Some thoughts on dataframe. - Don't put methods on it like pandas.DataFrame. You...

orlp · on April 5, 2020

> Don't put methods on it like pandas.DataFrame. You won't get the API right the first many times and you'll end up with a million methods.

I was actually thinking about this for a bit. Since the data layout seems unlikely to ever backwards-incompatibly change, can you not define the API entirely in traits on the struct, and package them into one super trait (e.g. DataFrameAPIVersion1)?

Then you can simply import the DataFrame struct as well as the version of the API you'll use, and be 100% compatible with any other code regardless of API version they use to manipulate the dataframes.

j88439h84 · on April 5, 2020

Then application-specific functions would need a different syntax from the built in methods. Like df.pipe(f). I think that is not desirable. Better to have them all be detached from the frame

orlp · on April 5, 2020

That's not true. You can implement your own traits for foreign types.

aldanor · on April 5, 2020

"Pure functions" is usually a bad idea with large numeric data structures if they are non-lazy - because you'll end up copying the data.

One of the common pure alternatives is to make them lazy - i.e., all those pure methods don't do anything but rather just collect the information on what to do with your data. But then you need to write an execution engine for arbitrary computation graph, which ain't easy.

orlp · on April 5, 2020

> "Pure functions" is usually a bad idea with large numeric data structures if they are non-lazy - because you'll end up copying the data.

This isn't necessarily true due to Rust's strong ownership. Methods can take `self` (without reference) as an argument which means the method takes ownership of itself. There is no copy for 'double' in the below example, yet it is pure:

    #[derive(Clone)]
    struct A {
        v: Vec<i32>,
    }
    
    impl A {
        fn double(mut self) -> Self {
            for x in &mut self.v {
                *x *= 2;
            }
            self
        }
    }
    
    fn main() {
        let a = A { v: vec![2, 3, 4] };
        let b = a.double();
        dbg!(b.v[1]);
    }

If you now tried to access `a` the compiler would error out, saying you're trying to access a moved-from variable. If you still wanted to keep the original `a` around you simply write `let b = a.clone().double()`.

nevi-me · on April 5, 2020

Yes, that's the approach that I'm taking with the library, but with a simple execution flow. One of the things that used to bite me a lot with Pandas was having to manually free memory from intermediate dataframes that I would create.
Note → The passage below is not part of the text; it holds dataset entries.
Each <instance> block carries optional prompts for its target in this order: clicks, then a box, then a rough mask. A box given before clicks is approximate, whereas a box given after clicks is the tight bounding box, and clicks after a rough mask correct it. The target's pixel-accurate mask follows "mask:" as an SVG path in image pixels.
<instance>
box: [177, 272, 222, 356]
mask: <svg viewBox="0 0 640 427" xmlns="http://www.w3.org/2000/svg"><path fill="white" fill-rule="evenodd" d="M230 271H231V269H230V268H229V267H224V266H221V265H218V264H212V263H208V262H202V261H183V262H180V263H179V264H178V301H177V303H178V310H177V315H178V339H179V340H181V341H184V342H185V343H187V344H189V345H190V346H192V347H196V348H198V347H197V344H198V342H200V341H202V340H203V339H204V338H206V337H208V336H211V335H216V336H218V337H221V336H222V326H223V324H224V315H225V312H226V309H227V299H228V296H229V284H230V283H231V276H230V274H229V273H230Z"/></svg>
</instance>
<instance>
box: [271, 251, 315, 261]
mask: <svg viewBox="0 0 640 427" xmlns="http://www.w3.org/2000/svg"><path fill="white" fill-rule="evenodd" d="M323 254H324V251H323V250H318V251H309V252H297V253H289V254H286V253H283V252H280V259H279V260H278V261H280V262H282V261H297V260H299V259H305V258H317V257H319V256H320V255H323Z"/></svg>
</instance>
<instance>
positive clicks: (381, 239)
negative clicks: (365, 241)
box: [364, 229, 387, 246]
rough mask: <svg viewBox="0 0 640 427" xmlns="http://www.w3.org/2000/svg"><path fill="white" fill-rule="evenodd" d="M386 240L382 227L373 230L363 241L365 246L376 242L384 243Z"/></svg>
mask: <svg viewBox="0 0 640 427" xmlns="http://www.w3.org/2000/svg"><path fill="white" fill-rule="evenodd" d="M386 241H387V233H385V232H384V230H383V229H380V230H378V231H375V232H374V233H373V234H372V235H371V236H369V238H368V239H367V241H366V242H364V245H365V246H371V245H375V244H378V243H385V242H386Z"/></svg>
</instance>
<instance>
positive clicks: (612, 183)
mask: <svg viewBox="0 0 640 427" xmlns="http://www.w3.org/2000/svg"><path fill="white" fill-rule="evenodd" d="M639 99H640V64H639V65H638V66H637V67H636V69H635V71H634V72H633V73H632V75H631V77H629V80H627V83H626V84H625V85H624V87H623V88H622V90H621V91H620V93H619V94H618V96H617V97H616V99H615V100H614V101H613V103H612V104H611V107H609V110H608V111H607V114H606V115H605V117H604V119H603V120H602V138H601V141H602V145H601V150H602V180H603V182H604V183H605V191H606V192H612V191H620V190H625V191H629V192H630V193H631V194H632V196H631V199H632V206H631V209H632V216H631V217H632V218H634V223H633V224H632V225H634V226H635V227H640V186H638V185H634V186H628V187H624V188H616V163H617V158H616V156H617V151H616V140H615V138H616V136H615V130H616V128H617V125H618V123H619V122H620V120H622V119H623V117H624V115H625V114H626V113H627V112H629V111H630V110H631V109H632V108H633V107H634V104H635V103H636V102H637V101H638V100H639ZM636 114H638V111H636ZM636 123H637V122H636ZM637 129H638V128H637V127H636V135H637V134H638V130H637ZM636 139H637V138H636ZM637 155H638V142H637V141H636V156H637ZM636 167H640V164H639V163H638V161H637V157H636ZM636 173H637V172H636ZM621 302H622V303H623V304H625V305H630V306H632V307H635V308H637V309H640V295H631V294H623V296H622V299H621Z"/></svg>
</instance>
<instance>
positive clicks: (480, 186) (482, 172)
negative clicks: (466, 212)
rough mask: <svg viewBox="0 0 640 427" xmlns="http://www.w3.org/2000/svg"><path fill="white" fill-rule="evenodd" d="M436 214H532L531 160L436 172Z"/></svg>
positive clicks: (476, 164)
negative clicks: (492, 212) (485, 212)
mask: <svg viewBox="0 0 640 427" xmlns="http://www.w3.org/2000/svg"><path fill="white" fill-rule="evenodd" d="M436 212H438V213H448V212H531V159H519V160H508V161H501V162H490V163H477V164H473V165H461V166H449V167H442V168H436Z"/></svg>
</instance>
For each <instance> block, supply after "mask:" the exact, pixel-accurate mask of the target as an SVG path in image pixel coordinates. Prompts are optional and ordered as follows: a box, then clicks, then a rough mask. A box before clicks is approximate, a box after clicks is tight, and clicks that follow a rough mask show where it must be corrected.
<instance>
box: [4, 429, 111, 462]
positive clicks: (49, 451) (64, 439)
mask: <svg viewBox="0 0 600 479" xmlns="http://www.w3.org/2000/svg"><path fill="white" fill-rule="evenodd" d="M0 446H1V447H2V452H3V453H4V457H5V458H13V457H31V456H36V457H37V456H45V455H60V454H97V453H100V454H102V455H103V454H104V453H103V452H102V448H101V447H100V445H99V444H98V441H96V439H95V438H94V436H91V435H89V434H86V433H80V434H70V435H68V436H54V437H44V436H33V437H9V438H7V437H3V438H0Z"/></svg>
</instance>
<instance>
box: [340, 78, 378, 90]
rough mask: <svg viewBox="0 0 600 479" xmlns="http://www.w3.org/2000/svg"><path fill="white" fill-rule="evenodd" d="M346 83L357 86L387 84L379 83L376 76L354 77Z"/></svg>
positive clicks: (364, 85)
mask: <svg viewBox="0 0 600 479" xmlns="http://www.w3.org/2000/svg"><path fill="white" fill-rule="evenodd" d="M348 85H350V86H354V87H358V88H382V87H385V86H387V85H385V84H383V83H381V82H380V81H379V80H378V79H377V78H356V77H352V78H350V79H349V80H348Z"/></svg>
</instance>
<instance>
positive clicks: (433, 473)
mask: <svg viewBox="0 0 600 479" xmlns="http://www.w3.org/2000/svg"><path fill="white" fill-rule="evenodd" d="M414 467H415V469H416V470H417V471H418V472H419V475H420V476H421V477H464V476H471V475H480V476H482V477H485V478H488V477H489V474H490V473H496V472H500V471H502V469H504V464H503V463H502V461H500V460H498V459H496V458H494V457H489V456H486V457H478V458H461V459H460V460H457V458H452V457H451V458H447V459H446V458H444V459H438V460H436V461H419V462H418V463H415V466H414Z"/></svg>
I'm expecting Rust to work better in this case, because when executing a 3-step pipeline, step 2 consumes the output from step 1, and the dataframe is freed from memory.

I'll write an experiment on this in the coming weeks/months, to see if my assumption would work.

uryga · on April 5, 2020

i use pure functions wherever i can, but is this always the right approach when dealing with large dataframes? i imagine when you're chaining a few methods, it'd generate a large number of intermediate results that immediately get discarded/transformed again:

  frame.foo_columns().bar_rows().baz()

the result of .foo_columns() is basically linear – it gets passed to .bar_rows() immediately, with no other references to it. maybe this'd be a good place for rust's safe mutability magic?

wtetzner · on April 8, 2020

If each of those methods consumes `self` instead of taking a reference to it, then the methods are effectively pure, and don't require copying.

uryga · on April 9, 2020

yeah, that's what i meant by "linear" (as in linear types, similar to rust's ownership stuff, just terminology i'm more familiar with)